Ehpad, un masque abandonné dans le jardin

Ce matin, température, tension, boire un verre d’eau, regarder par la fenêtre, aller chercher le journal dans la boite, se laver les mains, le porteur peut être contaminé alors les DNA nous rassure en disant que tout est sous contrôle. Bon alors je vais aller me relaver les mains après avoir lu le journal. La parano totale!

Ce matin on va tirer à pile ou face, ma femme et moi, pour savoir lequel ira chercher du Ronron pour le chat…

J’ai trouvé une occupation picturale provisoire. Je peins des paysages issus de mes mutations professionnelles dans le Grand Est. De quoi rappeler des pans de vie.

On a oublié le fondamental

De petites choses, des indices glanés au cours de nos courtes sorties autorisées dans notre enceinte de confinement K5 en disent parfois plus long sur notre impréparation à affronter la crise pandémique que tous les discours distillés dans la presse. Comme ce masque qui traine là dans le jardin de l’Ehpad (image ci-dessus), abandonné par un soignant venu probablement fumer une cigarette hors des locaux.

Car les soignants sont de grands fumeurs. Ils s’assemblent régulièrement le long de leurs locaux par une porte de service discrète. Ils n’ont rien appris de fondamental, semble t-il, avant d’être investis de missions sanitaires. Ni que fumer tue, ni que les vaccins évitent qu’ils contaminent leurs patients!

Je ne leur jette pas la pierre. Notre système de santé est à l’image de nos comportements, de notre manque de rigueur. Ne soyons pas étonnés du désastre qui nous frappe face à l’épidémie. Et les soignants, comme les caissières de supermarchés sont les petits soldats d’un mondialisme libéral dont le dogme est de rogner partout. Alors voila le résultat, on a transféré toutes nos fabrications en Chine et on manque de tout. Sauf en Allemagne où le capitalisme rhénan a gardé ses vieux réflexes patrimoniaux: ils produisent chez eux, respirateurs, masques, gels, médicaments et tout ce qui est utile à leur survie.

Les procédures existent mais je doute qu’elles soient toutes respectées et correctement encadrées.

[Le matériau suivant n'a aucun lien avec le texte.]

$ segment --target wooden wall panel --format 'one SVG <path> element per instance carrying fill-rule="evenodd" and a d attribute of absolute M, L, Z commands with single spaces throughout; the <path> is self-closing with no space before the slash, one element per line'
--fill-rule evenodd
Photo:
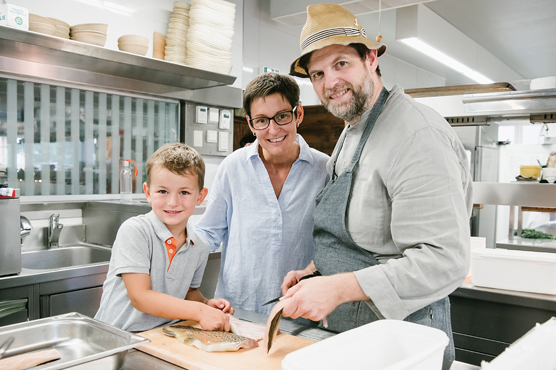
<path fill-rule="evenodd" d="M 329 155 L 332 154 L 336 143 L 344 129 L 344 120 L 337 118 L 322 105 L 304 107 L 305 116 L 297 128 L 309 146 Z M 244 117 L 234 117 L 234 150 L 239 148 L 240 140 L 250 131 Z"/>

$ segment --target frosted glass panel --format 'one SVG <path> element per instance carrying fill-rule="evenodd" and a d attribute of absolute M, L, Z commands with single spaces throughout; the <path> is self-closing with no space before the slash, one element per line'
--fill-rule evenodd
<path fill-rule="evenodd" d="M 0 183 L 22 195 L 119 191 L 120 164 L 138 166 L 178 140 L 179 104 L 0 78 Z"/>

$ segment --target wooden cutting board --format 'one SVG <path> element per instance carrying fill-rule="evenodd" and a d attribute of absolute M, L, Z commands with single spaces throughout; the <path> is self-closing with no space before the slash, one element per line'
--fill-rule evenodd
<path fill-rule="evenodd" d="M 186 321 L 183 325 L 200 328 L 196 321 Z M 162 328 L 140 333 L 151 339 L 137 349 L 188 370 L 281 370 L 281 362 L 287 354 L 315 343 L 312 341 L 280 333 L 265 353 L 262 341 L 259 347 L 229 352 L 207 352 L 181 343 L 162 333 Z"/>

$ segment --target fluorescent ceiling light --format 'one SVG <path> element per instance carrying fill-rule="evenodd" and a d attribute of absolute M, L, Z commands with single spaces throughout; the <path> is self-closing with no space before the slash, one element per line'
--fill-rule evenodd
<path fill-rule="evenodd" d="M 480 84 L 492 84 L 494 82 L 488 77 L 473 70 L 465 64 L 458 62 L 451 57 L 449 57 L 439 50 L 435 49 L 416 37 L 401 39 L 400 41 L 433 59 L 438 60 L 452 69 L 456 70 L 460 73 L 463 73 Z"/>

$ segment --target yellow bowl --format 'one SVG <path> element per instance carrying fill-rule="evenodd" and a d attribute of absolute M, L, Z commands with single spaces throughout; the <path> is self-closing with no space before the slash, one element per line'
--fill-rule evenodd
<path fill-rule="evenodd" d="M 148 45 L 148 39 L 141 35 L 123 35 L 118 39 L 118 43 L 133 43 L 141 44 L 147 46 Z"/>
<path fill-rule="evenodd" d="M 147 54 L 148 47 L 142 44 L 137 44 L 133 42 L 120 42 L 118 43 L 118 48 L 122 52 L 127 52 L 133 54 L 138 54 L 140 55 L 144 55 Z"/>
<path fill-rule="evenodd" d="M 520 166 L 519 174 L 524 178 L 540 178 L 540 166 Z"/>
<path fill-rule="evenodd" d="M 47 18 L 56 24 L 56 26 L 61 26 L 68 29 L 68 32 L 70 32 L 70 23 L 66 23 L 63 21 L 60 21 L 59 19 L 57 19 L 55 18 L 51 18 L 50 17 L 47 17 Z"/>
<path fill-rule="evenodd" d="M 97 31 L 106 33 L 108 28 L 108 24 L 106 23 L 82 23 L 76 24 L 70 27 L 70 29 L 72 31 Z"/>

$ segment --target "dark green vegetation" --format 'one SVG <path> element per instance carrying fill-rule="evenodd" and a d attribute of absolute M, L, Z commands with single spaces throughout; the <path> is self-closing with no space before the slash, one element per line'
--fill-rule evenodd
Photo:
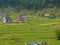
<path fill-rule="evenodd" d="M 60 0 L 0 0 L 0 8 L 13 8 L 13 10 L 43 10 L 47 8 L 60 8 Z"/>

La France est revenue au Système D

Il y a eu l’affaire des masques. Au grand public on a dit que c’était inutile. Alors le grand public bricole ses propres protections avec les moyens du bord, du tissus, du papier, des filtres à café.

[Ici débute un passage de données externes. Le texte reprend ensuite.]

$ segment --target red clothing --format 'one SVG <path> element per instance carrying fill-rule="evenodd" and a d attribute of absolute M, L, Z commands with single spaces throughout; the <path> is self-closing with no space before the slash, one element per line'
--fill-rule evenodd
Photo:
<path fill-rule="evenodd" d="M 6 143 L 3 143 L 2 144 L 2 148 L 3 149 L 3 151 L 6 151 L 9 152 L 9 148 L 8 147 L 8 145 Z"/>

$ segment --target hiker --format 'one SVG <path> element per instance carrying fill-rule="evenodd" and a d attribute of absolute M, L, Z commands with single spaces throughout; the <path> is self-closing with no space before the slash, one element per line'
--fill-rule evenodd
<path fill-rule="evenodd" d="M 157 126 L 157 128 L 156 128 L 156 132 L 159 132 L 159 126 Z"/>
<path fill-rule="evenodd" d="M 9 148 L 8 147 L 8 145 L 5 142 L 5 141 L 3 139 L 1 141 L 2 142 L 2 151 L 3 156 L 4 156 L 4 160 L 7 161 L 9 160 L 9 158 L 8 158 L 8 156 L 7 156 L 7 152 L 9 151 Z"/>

Le gel hydroalcoolique? Des producteurs d’alcool se recyclent et même la firme Weleda spécialisée dans l’homéopathie s’y met aussi.

La France retrouve les réflexes du Systéme D de 1924

Les Français sont entrés dans une phase de système D. Aujourd’hui, les recettes circulent sur les réseaux sociaux

La Cour de Justice en ligne de mire

Les DNA ce matin 26 mars. Des pages entières de nécrologie chaque jour

Reste la situation de l’hôpital et des maisons de retraite. C’est sur ces sujets que les pouvoirs publics vont avoir de plus en plus de problèmes avec leur opinion. Car il est de plus en plus avéré que la France a failli depuis de longues années avec sa politique de santé.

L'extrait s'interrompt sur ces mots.